2. Le philosophe dit de celui qui pratique l'amitié : « Il reçoit toutes choses comme il le faut, sans être influencé par l'amour ou la haine. » Mais s'il donne des signes d'amitié à ceux qu'il n'aime pas, il semble verser dans la simulation, laquelle s'oppose à la vertu. Donc une telle amitié n'est pas de la vertu.

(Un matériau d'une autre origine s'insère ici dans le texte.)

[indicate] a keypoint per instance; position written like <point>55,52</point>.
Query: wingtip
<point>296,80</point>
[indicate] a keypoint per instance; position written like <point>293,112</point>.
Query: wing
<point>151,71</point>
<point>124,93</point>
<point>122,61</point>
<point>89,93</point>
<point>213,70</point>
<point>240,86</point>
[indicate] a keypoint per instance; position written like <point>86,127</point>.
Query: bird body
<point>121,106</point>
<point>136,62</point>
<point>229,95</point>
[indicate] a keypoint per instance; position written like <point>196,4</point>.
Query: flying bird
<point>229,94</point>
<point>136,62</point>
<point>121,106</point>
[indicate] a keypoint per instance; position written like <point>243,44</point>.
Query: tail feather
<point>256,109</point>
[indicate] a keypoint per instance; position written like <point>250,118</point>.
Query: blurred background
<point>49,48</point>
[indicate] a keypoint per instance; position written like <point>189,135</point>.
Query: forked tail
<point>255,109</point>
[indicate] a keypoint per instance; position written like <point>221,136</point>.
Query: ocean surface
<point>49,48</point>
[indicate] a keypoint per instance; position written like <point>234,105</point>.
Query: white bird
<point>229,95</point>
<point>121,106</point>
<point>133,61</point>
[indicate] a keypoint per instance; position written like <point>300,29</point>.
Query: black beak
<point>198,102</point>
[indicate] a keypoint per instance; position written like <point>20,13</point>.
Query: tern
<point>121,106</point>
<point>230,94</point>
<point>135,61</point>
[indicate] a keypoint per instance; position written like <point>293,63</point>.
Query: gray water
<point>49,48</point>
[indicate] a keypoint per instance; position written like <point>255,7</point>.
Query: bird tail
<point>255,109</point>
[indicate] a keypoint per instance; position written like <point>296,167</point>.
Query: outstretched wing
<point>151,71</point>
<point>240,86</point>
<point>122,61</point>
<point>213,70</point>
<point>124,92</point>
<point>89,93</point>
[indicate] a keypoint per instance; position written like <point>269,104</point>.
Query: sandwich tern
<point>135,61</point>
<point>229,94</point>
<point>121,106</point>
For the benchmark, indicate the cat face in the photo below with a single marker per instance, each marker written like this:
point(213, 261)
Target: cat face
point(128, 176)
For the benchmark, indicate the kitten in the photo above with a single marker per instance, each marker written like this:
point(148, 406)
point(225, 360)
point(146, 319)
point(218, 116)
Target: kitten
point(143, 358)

3. « La vertu se situe dans un juste milieu déterminé par le sage », dit Aristote. Mais on lit dans l'Ecclésiaste (Ecclésiaste 7.4) : « Le cœur du sage est dans la maison du deuil, le cœur des insensés dans la maison de la joie. » Il convient donc surtout à l'homme vertueux de se garder du plaisir, selon Aristote. Or celui-ci dit encore que cette amitié « désire naturellement s'associer au plaisir et redoute de contrister. Donc cette amitié n'est pas une vertu ».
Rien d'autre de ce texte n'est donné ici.